I want to prove that if $I,J$ are infinite sets and $\ell^p(I)$ and $\ell^p(J)$ are isometrically isomorphic ($1\leq p<\infty$), then $|I|=|J|$. I could prove that if $|I|=|J|$, then $\ell^p(I)$ and $\ell^p(J)$ are isometrically isomorphic. Also I know that $\ell^p(I)$ and $\ell^p(J)$ have dense subsets $D_1,D_2$ respectively such that $|D_1|=|I|$ and $|D_2|=|J|$. But can I say from here that $|D_1|=|D_2|$? I am not finding any way out. Please suggest.
This is a problem from Conway's Functional Analysis.
If there is a bijection $\theta\colon I\to J$ the formula $Te^I_i = e^J_{\theta(i)}$ defines an isometry from $\ell_p(I)$ onto $\ell_p(J)$, where $(e^I_i)_{i\in I}$ and $(e^J_j)_{j\in J}$ denote the standard unit vector bases of $\ell_p(I)$ and $\ell_p(J)$, respectively.
When $I$ and $J$ have different cardinalities the spaces are not even homeomorphic. Without loss of generality we may assume that these sets are infinite. The density of a metric space is the smallest cardinality of a dense set in this space. It is enough to show that the density of $\ell_p(I)$ is the same as cardinality of $I$. This will be enough as density is a topological invariant.

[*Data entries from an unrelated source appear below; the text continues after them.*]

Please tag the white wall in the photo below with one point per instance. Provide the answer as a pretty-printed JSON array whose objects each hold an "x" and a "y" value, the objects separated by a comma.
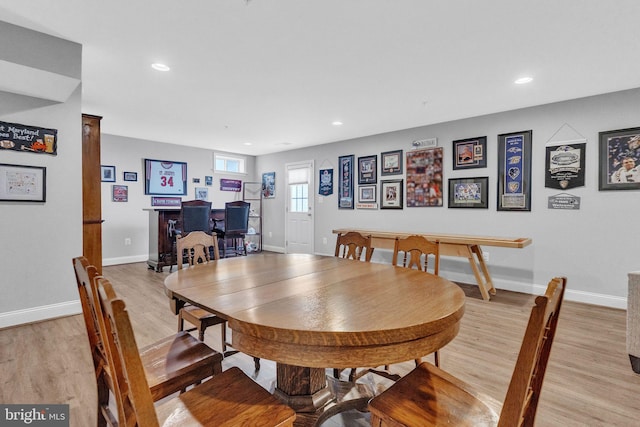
[
  {"x": 128, "y": 220},
  {"x": 40, "y": 239},
  {"x": 595, "y": 246}
]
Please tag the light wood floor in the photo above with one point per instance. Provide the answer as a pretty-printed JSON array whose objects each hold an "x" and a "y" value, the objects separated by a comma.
[{"x": 589, "y": 381}]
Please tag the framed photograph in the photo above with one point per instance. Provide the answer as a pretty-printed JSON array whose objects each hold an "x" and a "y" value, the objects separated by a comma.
[
  {"x": 469, "y": 192},
  {"x": 391, "y": 163},
  {"x": 130, "y": 176},
  {"x": 425, "y": 177},
  {"x": 20, "y": 183},
  {"x": 391, "y": 192},
  {"x": 345, "y": 182},
  {"x": 368, "y": 169},
  {"x": 108, "y": 173},
  {"x": 514, "y": 171},
  {"x": 367, "y": 194},
  {"x": 202, "y": 193},
  {"x": 165, "y": 178},
  {"x": 269, "y": 185},
  {"x": 470, "y": 153},
  {"x": 619, "y": 159},
  {"x": 120, "y": 193}
]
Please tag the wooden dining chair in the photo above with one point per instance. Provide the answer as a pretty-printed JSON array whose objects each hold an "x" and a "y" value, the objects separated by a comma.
[
  {"x": 171, "y": 364},
  {"x": 414, "y": 252},
  {"x": 195, "y": 247},
  {"x": 228, "y": 399},
  {"x": 429, "y": 396},
  {"x": 353, "y": 245}
]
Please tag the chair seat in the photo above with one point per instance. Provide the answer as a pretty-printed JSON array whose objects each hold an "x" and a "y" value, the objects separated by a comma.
[
  {"x": 228, "y": 399},
  {"x": 176, "y": 362},
  {"x": 429, "y": 396}
]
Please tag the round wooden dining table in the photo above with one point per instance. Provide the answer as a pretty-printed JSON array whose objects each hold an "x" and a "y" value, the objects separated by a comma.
[{"x": 311, "y": 312}]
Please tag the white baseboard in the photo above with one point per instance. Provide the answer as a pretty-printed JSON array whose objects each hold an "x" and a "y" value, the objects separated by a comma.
[
  {"x": 125, "y": 260},
  {"x": 37, "y": 314}
]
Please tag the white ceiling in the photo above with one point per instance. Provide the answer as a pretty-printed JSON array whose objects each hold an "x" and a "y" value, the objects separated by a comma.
[{"x": 277, "y": 73}]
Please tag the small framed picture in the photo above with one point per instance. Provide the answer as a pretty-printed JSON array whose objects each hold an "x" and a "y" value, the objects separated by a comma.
[
  {"x": 120, "y": 193},
  {"x": 23, "y": 183},
  {"x": 202, "y": 193},
  {"x": 368, "y": 169},
  {"x": 391, "y": 194},
  {"x": 367, "y": 194},
  {"x": 469, "y": 192},
  {"x": 619, "y": 159},
  {"x": 108, "y": 173},
  {"x": 470, "y": 153},
  {"x": 391, "y": 162},
  {"x": 130, "y": 176}
]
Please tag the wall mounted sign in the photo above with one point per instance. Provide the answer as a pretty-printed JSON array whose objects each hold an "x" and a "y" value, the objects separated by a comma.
[
  {"x": 514, "y": 171},
  {"x": 564, "y": 201},
  {"x": 345, "y": 183},
  {"x": 14, "y": 136},
  {"x": 424, "y": 177},
  {"x": 564, "y": 167},
  {"x": 166, "y": 201},
  {"x": 326, "y": 182},
  {"x": 230, "y": 185}
]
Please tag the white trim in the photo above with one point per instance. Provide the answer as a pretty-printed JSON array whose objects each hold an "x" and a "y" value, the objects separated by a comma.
[
  {"x": 37, "y": 314},
  {"x": 124, "y": 260}
]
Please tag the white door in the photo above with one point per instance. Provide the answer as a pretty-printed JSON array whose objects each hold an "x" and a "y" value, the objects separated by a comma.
[{"x": 299, "y": 221}]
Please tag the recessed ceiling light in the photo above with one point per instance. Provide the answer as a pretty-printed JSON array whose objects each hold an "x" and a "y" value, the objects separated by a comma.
[
  {"x": 160, "y": 67},
  {"x": 523, "y": 80}
]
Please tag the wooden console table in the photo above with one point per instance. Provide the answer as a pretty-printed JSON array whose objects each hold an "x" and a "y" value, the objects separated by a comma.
[{"x": 458, "y": 245}]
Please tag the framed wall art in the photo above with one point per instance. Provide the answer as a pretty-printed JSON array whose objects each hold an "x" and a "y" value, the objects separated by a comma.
[
  {"x": 368, "y": 169},
  {"x": 367, "y": 194},
  {"x": 469, "y": 192},
  {"x": 514, "y": 171},
  {"x": 391, "y": 194},
  {"x": 107, "y": 173},
  {"x": 424, "y": 177},
  {"x": 130, "y": 176},
  {"x": 470, "y": 153},
  {"x": 391, "y": 163},
  {"x": 345, "y": 182},
  {"x": 619, "y": 159},
  {"x": 19, "y": 183},
  {"x": 119, "y": 193}
]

Certainly, density of $\ell_p(I)$ is at least $|I|$ because the standard unit vector basis $(e_i)_{i\in I}$ of $\ell_p(I)$ is a closed and discrete subset of cardinality $I$. As every element of $\ell_p(I)$ may be written as $\sum_{k=1}^\infty a_k e_{i_k}$ for some $(i_k)_{k=1}^\infty$ in $I$, the set $V$ of all finite rational linear combinations of $(e_i)_{i\in I}$ is dense in $\ell_p(I)$. On the other hand, this set has cardinality $\aleph_0\cdot |I| = |I|$. We have thus proved that indeed the density of $\ell_p(I)$ is $|I|$.